なお、緊急の必要がある場合は、担当部署より情報取扱責任者へ報告され、情報取扱責任者は関係部門と協議の上、速やかに適時開示を行うこととしております。
(3) 決算に関する情報
決算に関する情報については、管理本部が決算数値を作成し、会計監査人による監査を受けた後、取締役会の承認を経て、管理本部を通して速やかに開示しております。

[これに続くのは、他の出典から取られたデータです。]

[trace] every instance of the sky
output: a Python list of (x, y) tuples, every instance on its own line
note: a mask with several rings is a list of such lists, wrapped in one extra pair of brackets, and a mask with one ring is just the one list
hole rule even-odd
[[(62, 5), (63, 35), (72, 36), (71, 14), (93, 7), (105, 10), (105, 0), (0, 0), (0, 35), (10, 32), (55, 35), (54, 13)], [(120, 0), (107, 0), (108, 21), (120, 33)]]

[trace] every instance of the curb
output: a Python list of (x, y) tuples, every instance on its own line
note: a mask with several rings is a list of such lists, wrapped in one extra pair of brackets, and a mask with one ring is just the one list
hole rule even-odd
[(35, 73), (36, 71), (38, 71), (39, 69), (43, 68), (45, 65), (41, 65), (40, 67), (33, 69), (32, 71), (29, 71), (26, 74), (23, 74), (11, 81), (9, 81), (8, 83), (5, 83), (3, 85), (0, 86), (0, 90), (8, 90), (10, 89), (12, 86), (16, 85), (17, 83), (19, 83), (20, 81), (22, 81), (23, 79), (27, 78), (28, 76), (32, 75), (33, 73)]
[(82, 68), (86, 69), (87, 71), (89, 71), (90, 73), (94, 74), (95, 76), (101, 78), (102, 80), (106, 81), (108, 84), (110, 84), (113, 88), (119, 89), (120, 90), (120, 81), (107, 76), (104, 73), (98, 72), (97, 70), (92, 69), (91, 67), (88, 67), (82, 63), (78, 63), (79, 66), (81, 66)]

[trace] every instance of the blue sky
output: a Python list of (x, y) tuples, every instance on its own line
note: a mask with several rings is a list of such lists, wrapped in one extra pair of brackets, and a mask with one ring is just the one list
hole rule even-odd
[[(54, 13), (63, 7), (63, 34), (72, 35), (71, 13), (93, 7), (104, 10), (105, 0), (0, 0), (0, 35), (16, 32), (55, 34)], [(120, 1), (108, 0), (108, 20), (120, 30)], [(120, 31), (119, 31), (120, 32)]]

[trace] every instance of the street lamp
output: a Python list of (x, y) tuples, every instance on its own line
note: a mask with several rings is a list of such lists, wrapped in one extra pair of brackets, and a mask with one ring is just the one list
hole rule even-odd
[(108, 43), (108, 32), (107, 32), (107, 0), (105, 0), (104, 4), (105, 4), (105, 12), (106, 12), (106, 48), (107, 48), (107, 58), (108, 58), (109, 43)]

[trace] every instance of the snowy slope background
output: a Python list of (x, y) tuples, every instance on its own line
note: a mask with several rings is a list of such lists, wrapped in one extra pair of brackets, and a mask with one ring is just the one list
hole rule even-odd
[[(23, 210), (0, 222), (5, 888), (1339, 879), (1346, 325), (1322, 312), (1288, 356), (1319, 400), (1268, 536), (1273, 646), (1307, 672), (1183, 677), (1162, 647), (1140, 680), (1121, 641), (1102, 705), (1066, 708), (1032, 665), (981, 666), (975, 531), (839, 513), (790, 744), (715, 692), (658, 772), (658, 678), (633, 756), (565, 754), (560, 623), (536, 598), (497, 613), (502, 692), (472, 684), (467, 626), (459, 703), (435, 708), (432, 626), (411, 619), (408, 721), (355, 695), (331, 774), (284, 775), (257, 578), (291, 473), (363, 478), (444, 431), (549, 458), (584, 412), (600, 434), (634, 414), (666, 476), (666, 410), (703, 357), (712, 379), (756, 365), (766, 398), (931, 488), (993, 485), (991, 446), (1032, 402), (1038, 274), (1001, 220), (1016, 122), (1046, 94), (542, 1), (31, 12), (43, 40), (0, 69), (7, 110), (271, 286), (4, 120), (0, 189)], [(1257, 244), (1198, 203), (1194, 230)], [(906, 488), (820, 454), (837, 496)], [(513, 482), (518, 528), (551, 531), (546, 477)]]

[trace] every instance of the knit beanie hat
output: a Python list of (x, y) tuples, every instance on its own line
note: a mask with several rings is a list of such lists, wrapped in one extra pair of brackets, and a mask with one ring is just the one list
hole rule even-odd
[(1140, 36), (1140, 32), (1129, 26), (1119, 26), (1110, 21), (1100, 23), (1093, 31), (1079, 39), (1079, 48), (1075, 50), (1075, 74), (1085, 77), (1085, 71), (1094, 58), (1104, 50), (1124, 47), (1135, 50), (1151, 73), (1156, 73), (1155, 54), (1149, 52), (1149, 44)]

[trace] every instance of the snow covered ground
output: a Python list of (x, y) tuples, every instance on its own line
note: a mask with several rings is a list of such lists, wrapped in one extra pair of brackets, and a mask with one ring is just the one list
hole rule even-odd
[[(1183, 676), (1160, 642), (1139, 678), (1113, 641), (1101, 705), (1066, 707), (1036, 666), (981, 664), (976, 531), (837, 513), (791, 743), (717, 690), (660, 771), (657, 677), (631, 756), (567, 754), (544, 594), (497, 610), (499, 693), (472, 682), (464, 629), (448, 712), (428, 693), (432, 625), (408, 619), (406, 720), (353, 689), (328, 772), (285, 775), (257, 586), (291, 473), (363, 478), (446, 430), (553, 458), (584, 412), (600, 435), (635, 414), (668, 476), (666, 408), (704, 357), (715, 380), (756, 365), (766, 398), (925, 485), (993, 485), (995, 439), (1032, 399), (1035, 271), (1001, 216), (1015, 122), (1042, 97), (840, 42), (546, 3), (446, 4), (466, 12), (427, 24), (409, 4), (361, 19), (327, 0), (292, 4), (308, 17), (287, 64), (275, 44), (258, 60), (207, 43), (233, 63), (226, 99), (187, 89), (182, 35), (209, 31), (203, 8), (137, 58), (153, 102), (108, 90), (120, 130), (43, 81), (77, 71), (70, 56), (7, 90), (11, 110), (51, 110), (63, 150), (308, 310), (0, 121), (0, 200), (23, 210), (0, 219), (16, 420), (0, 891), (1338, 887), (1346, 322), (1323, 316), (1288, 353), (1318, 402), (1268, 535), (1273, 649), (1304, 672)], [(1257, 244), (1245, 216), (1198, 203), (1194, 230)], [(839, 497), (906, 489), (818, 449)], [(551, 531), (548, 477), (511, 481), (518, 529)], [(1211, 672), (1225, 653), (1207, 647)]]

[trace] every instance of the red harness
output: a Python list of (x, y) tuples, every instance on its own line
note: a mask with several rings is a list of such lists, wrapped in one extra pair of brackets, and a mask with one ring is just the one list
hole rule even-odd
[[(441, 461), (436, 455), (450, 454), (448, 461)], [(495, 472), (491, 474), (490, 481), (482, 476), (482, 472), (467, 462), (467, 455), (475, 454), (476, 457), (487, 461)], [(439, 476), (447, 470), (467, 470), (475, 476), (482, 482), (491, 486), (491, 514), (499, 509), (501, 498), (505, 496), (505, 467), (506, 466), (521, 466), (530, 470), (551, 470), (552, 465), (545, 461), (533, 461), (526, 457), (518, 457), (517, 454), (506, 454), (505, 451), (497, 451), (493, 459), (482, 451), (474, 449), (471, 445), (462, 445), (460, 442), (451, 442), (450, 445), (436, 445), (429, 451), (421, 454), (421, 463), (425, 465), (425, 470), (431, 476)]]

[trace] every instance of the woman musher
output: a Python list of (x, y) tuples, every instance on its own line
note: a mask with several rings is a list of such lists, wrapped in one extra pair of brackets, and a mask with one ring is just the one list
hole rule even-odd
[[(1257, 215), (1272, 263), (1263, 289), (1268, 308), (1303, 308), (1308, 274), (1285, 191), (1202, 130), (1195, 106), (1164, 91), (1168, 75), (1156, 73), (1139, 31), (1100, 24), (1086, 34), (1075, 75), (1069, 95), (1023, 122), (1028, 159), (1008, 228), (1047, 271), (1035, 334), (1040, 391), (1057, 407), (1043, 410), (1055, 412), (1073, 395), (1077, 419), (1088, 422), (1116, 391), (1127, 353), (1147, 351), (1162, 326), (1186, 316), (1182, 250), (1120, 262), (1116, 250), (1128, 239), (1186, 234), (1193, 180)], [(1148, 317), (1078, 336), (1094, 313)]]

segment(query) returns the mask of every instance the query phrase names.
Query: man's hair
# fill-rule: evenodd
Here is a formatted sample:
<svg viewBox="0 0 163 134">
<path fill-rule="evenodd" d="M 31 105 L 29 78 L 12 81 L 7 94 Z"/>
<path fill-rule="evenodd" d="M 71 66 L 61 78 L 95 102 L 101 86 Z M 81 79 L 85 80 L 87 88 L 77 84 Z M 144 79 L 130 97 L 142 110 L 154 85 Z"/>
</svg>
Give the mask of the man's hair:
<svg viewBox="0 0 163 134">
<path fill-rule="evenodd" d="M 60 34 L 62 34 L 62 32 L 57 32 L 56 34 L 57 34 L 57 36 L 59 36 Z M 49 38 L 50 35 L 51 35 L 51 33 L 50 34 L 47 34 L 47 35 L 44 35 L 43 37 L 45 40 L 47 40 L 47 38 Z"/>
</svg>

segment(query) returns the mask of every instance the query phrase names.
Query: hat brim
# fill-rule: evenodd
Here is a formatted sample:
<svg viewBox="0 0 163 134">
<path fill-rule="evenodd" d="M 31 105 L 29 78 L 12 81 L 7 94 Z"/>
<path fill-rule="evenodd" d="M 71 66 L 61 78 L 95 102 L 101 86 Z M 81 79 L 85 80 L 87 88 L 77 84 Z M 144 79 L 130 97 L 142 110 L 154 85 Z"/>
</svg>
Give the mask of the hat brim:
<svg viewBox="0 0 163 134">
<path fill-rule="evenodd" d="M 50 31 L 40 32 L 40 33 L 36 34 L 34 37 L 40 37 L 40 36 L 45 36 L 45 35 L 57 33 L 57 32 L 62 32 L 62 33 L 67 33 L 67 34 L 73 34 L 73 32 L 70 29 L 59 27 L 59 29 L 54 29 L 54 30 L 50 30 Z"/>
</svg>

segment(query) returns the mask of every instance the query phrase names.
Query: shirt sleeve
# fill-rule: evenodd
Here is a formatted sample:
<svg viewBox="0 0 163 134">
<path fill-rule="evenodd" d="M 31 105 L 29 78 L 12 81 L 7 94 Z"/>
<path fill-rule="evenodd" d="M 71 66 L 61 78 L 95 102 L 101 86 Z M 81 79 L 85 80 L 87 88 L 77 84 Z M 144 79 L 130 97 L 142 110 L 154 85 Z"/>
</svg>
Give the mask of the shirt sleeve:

なお、業績予想の修正等、緊急の必要がある場合は、情報取扱責任者は担当役員と協議の上、速やかに適時開示を行うこととしております。
(4) 子会社に係る情報
当社の子会社に係る情報は、当該子会社の担当部署を通じて情報取扱責任者に情報が集約され、情報取扱責任者が関係部門と協議の上、必要に応じて、当社取締役会または経営会議の決議後、速やかに適時開示を行う体制となっております。なお、当社における会社情報の適時開示に至るまでの過程を図で表すと、別添の適時開示体制模式図の通りとなります。
3.適時開示体制のチェック・モニタリング
監査役は、監査役監査基準において定める企業情報開示体制の監査等の規定に則り、会社情報を適正かつ適時に開示するための体制が構築され適切に運用されていることを監視・検証しております。
4.インサイダー取引防止のための取組み
当社では、適時開示規則により定められた会社情報を適時・適切に開示することに努めると同時に、会社情報の適切な管理およびインサイダー取引の防止についても、最大限の注意を払っております。
役職員が当社または他社の重要事実を入手した場合は、当該重要事実が公表されるまでの間、開示しない旨を社内規程に規定しております。
また、役職員が自社株式の売買を行う場合には、事前に株式管理担当者に当該売買がインサイダー取引に該当しないことを確認しております。